Problem

There are n cities numbered from 0 to n-1. Given the array edges where edges[i] = [fromi, toi, weighti] represents a bidirectional and weighted edge between cities fromi and toi, and given the integer distanceThreshold.

Return the city with the smallest number of cities that are reachable through some path and whose distance is at most distanceThreshold, If there are multiple such cities, return the city with the greatest number.

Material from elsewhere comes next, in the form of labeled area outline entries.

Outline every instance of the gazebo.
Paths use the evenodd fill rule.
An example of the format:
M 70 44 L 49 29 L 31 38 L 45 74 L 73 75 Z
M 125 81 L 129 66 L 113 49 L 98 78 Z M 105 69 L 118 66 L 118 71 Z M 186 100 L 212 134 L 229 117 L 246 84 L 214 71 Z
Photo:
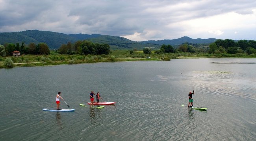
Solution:
M 12 53 L 13 53 L 13 56 L 19 57 L 20 56 L 20 52 L 19 51 L 15 51 Z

Notice that the distance of a path connecting cities i and j is equal to the sum of the edges’ weights along that path.

Examples

Example 1:

graph LR;
	0 ---|3| 1
	1 ---|1| 2
	1 ---|4| 3
	2 ---|1| 3
  
Input:
n = 4, edges =[[0,1,3],[1,2,1],[1,3,4],[2,3,1]], distanceThreshold = 4
Output:
 3
Explanation: The figure above describes the graph. 
The neighboring cities at a distanceThreshold = 4 for each city are:
City 0 -> [City 1, City 2] 
City 1 -> [City 0, City 2, City 3] 
City 2 -> [City 0, City 1, City 3] 
City 3 -> [City 1, City 2] 
Cities 0 and 3 have 2 neighboring cities at a distanceThreshold = 4, but we have to return city 3 since it has the greatest number.

Example 2:

graph LR;
	0 ---|2| 1
	0 ---|8| 4
	1 ---|3| 2
	1 ---|2| 4
	2 ---|1| 3
	3 ---|1| 4
  
Input:
n = 5, edges =[[0,1,2],[0,4,8],[1,2,3],[1,4,2],[2,3,1],[3,4,1]], distanceThreshold = 2
Output:
 0
Explanation: The figure above describes the graph. 
The neighboring cities at a distanceThreshold = 2 for each city are:
City 0 -> [City 1] 
City 1 -> [City 0, City 4] 
City 2 -> [City 3, City 4] 
City 3 -> [City 2, City 4]
City 4 -> [City 1, City 2, City 3] 
The city 0 has 1 neighboring city at a distanceThreshold = 2.

Solution

Why DFS will not work

Consider the graph with n = 6, edges =[[0,1,10],[0,2,1],[2,3,1],[1,3,1],[1,4,1],[4,5,10]], and let distanceThreshold = 20.

graph LR
	0 ---|10| 1
	0 ---|1| 2
	2 ---|1| 3
	1 ---|1| 3
	1 ---|1| 4
	4 ---|10| 5
  

Now, lets start DFS from node 0, and lets say we follow the path 0 -> 1 -> 4, then the visited set will be [0, 1, 4], but we will encounter error as distance to 5 is 21, which is more than distanceThreshold = 20. (See path below)

graph LR
	0 ---|10| 1
	0 ---|1| 2
	2 ---|1| 3
	1 ---|1| 3
	1 ---|1| 4
	4 ---|10| 5
	
linkStyle 0 stroke:gold, stroke-width:4px;
linkStyle 4 stroke:gold, stroke-width:4px;
linkStyle 5 stroke:gold, stroke-width:4px;
  
---
title: visited set
---
graph TD;
	A(0)
	B(1)
	C(2)
  

But actually, we can reach 5 if we follow the path: 0 -> 2 -> 3 -> 1 -> 4 -> 5, as now the distance will be 13, which is less than distance threshold. Look at graph below:

graph LR
	0 ---|10| 1
	0 ---|1| 2
	2 ---|1| 3
	1 ---|1| 3
	1 ---|1| 4
	4 ---|10| 5

linkStyle 1 stroke:green, stroke-width:4px
linkStyle 2 stroke:green, stroke-width:4px
linkStyle 3 stroke:green, stroke-width:4px

style 1 fill:#FF77FF
  

So, next time when we try the DFS, we go from 0 -> 2 -> 3-> 1, but as soon as we 1, we see it is already in visited set, so will never visit 5 because of that. So, DFS will not work. That is why we need Floyd Warshall Algorithm.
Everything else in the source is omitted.